Он поедет вечером. Будет в пути всю ночь. Нагрянет утром — самое время стащить ее за волосы с кровати и…
Серое, пыльное, угрюмое купе. Кое-где на пружинных подушках разошлись швы, и разлохмаченная материя напоминала пучки высохшей травы.
В поезде топили невыносимо. Пахло ржавчиной и паром. В мирном гудении труб слышалось иногда нечто вроде хлюпанья, бурчанья, нервных толчков.

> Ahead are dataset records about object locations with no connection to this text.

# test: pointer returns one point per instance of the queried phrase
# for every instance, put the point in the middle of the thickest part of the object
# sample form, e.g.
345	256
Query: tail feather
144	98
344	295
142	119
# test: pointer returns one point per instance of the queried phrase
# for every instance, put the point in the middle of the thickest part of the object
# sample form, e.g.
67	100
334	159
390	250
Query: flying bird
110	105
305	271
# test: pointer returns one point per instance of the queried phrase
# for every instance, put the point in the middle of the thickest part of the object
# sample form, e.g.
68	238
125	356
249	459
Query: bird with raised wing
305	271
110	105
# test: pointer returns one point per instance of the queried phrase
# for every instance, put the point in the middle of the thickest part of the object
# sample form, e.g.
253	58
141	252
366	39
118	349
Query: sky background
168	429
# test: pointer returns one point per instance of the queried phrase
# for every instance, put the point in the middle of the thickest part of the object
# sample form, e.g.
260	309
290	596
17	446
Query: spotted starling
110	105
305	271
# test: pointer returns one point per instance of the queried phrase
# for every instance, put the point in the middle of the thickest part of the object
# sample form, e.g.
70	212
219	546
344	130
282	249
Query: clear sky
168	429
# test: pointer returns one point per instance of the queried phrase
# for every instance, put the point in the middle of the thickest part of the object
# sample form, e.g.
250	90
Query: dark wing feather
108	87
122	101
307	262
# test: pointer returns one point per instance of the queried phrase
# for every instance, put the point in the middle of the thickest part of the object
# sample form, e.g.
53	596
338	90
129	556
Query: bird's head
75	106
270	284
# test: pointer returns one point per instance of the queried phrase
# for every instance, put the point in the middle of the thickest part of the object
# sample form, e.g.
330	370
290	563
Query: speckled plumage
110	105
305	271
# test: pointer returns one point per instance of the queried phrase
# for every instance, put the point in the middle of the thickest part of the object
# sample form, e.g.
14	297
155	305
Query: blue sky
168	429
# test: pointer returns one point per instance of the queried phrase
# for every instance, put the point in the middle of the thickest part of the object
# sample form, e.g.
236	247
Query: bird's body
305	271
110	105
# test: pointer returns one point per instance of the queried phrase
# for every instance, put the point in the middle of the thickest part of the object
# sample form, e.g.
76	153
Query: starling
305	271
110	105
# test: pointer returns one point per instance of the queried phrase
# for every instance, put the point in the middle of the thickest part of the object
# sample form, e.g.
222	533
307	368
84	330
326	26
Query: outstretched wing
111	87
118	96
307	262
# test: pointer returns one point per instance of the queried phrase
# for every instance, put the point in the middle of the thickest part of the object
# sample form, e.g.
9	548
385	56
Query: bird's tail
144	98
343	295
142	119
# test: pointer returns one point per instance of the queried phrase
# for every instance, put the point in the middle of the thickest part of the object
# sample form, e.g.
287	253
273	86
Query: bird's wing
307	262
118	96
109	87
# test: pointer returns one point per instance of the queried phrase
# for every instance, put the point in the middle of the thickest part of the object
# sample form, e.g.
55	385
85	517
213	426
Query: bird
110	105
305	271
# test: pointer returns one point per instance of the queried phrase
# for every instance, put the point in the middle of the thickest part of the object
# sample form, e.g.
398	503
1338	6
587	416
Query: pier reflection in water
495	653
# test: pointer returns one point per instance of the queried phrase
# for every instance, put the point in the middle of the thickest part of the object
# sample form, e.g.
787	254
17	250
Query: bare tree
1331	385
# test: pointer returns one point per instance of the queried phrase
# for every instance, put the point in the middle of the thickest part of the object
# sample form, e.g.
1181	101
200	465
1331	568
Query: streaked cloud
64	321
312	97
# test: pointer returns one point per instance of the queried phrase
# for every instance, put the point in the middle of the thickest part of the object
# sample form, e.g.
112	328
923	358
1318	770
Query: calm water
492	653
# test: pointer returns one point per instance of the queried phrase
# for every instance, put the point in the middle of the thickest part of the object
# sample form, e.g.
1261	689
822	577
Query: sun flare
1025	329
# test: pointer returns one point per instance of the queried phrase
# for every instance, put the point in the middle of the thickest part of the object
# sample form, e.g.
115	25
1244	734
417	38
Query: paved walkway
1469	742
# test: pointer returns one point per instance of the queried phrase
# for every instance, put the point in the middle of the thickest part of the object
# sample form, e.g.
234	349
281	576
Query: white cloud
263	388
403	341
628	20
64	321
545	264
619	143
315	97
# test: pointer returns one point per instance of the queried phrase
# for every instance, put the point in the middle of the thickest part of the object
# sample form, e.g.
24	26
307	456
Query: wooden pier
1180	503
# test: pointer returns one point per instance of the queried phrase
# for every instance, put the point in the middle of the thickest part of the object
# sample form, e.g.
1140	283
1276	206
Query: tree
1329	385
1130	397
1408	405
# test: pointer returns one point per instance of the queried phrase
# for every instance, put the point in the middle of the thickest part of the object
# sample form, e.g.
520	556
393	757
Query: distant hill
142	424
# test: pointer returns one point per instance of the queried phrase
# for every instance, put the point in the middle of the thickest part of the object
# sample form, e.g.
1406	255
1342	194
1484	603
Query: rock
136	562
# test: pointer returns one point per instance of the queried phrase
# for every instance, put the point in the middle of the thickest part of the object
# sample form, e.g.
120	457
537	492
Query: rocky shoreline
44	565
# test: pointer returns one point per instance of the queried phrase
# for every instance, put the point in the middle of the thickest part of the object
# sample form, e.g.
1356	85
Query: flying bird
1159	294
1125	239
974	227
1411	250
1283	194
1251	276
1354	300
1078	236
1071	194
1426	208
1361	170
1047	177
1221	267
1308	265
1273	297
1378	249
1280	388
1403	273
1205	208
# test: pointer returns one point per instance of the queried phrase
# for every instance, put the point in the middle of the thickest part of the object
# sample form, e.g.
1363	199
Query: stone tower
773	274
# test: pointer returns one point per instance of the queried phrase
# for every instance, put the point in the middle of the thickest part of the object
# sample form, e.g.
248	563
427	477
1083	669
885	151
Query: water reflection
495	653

Чтобы взглянуть на свет Божий, Федору Шервицу приходилось соскребывать ногтем указательного пальца изморозь на стекле. Тогда на желто-белой шероховатости проступало черное пятно и можно было различить бегущую равнину, ослепительную и снежную; в светлой холодной ночи гулял ветер: свист не доносился, но виднелась взвихренная, закрученная, блестящая пыль. Иногда мелькала купа деревьев, иногда большая черная лужа, схваченная льдом только по краям, но зияющая в середине, словно медленно заживающая рана матери-земли. Иногда пролетала крытая соломой изба, где ветхий забор прикрывал убогий фруктовый сад, а рядом с ним торчал одинокий стог, белый, как полотняный тент.
Федор Шервиц откинул голову: теперь на оконном стекле чернели две дыры покрупнее: одна от прислоненного лба, другая от дыхания. Он долго тер надбровные дуги, онемевшие от холода.
В купе больше никого не было, и это ему нравилось — ведь можно положить ноги на противоположное кресло. Курил беспрерывно. На черном полу валялись окурки и обгорелые спички. О цели поездки думать не хотелось. Он с удовольствием разглядывал новые сапоги, которые чуточку жали большие пальцы, и время от времени осторожно смахивал с них шерстяной перчаткой пыль. Потом посмотрел на руки — грязные, потные, с черными ногтями — и представил, какова будет мыльная пена, стекающая с таких рук. Паровоз засвистел, поезд, не сбавляя скорости, пересек небольшую станцию. На морозном стекле заблестели красные и синие сигнальные огни. Потом снова ночь, равнина, ожидание, зима.
В соседнем купе долго кричал и плакал ребенок, прежде чем заснуть. Кто-то захрапел. Вряд ли ребенок. Вероятно, отец.
Федор Шервиц размечтался: совсем крошка, сосунок… Он бы мог его сейчас баюкать, если бы его дочь… если бы эта б…
Стало еще жарче. Он нагнулся и потрогал калорифер под сиденьем. Горячо, прямо-таки жжет. На пальце осталась черная жирная грязь. Надо вытереть о подушку. Усталость давала себя знать. Долго тер глаза, потом откинулся к засаленной спинке сиденья. Вагон мерно покачивался, поощряя безмятежную дремоту. Федор Шервиц на всякий случай вынул часы и склонился над ними. Видел он плоховато. Одиннадцать. Только через три часа приедет он в Тверское, где надо будет на рассвете пересесть в местный пригородный поезд. Опять эти нервные толчки в калорифере… эта жара…
Спал ли он? Снилось ли ему что-нибудь? Довольно давно чудилось, что в купе кто-то есть. Чувствовалось постороннее присутствие, но не хотелось открывать глаза. Вероятно, пассажир сменил место, устроился напротив и сидит тихо, чтобы его не тревожить. Или, скорее всего, контролер терпеливо ждет его пробуждения и сейчас потребует билет.
Трудно сказать. Странное дело, он ничего не желал знать и продолжал притворяться в надежде заснуть по-настоящему. Но что-то мешало. Прерывистое, быстрое дыхание, потом зевок — протяжный и жалобный. Словно хотели скромно привлечь его внимание. Мало-помалу любопытство пробудилось. Вскорости он был заинтригован. Младенец в соседнем купе снова начал постанывать. Даже через монотонный стук колес слышалось его сопение.